Mom took care of Cory and Cody J. when they were little boys. Cory was the oldest of the two brothers, by about four or five years, as I recall. At separate times in their lives, each spent a few hours in the afternoon with Mrs. Apland, or S’apand as one called her, after Debbie dropped him off while on her way to work in the afternoon and before Logan picked him up later on in the afternoon on his way home from work. And when my sisters and I got home from school, we got to pretend that we had a little brother. For a while. We got Cory to say the word “shelterbelt” when he was three years old, and I think that was the cutest thing that I’ve ever heard come out of the mouth of one God’s creatures. Cody once asked Dad if he wanted a “havnich” (sandwich) for lunch. Those were golden days.
I don’t know how he acquired it, but Logan happened to come by an acoustic guitar. The J. family wasn’t a particularly musical family, so he asked me if I wanted to hang onto it for a while. I said yes and took it up to my room. And there it stayed for five or six years. I never developed an interested in playing it. The piano came so much easier to me and, in comparison, the guitar required so much more effort to play well. I did, however, learn how to tune it. Now and again I would strum the guitar as I walked by it and it would kill me to not adjust it if it was out of tune. One time, after one such drive-by strumming, I heard that the top string was flat, so I tightened it up and then stretched out on my bed to read a book with Snoopy (our cat) cozying up beside me. Ten minutes later … TWANG!!! … the string broke and Snoopy was hanging from the rafters with three fewer lives than he had just a couple of seconds before. One of the funniest things I ever saw.

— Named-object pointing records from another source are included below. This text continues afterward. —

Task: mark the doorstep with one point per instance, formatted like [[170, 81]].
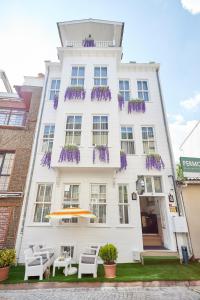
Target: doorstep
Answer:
[[50, 285]]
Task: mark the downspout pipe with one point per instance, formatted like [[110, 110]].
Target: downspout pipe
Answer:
[[33, 157]]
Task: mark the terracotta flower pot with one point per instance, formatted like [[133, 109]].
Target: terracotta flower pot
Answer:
[[110, 271], [4, 273]]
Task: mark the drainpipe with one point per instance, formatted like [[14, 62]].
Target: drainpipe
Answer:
[[33, 157]]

Logan eventually came and got the guitar because one of the boys wanted to take guitar lessons. Cody, I think. And that was the last that I had anything to do with a guitar. If I would have started college one year later than I did, then I would have had to take a guitar proficiency exam before being allowed to graduate.
I guess that guitars are just not my thing. Some of the most talented musicians in my iPhone are guitar players. Over the years I’ve heard tell by some of these friends that one of the hardest things to do on a guitar is to accompany a hymn because the chords change almost every beat. A person who can lead worship playing hymns on a guitar is a rarity.
Mr. Steven Curtis Chapman is just such a rarity. He doesn’t cringe from playing the common hymn-like carols like “Hark! The Herald Angels Sing”, “Angels We Have Heard On High”, “Carol Of The Bells” and “O Come, All Ye Faithful”. His guitar playing, as always, is spot on, especially on a track called “Interlude: The Music of Christmas”. Two selections from this album stand out. “This Baby” contrasts the humanistic similarities, that virtually all young boys have in common, with the divine elements that set the young boy Jesus apart from everyone. “Going Home For Christmas” paints the portrait of a woman the aspects of whom any one of us imagine seeing in our grandmother or grandfather.
I would guess that any musician who is proficient on his or her own instrument can have moments of envy in the benefits of playing a different instrument. A piccolo player doesn’t have to carry very much to a gig, says the tuba player. Why can’t my instrument have as large a repertoire as the violin, asks the violist. If you want to be a truly efficient one-man band, the guitar is the way to go, says the heavy keyboard-wielding piano player. Then I remember how many more notes my instrument has than the guitar. And I’m content. For a while.
Credits: To Cory and Cody J., and all others who can stand as a surrogate brother or sister for those who reach out for such a relationship when a real brother or sister is not available.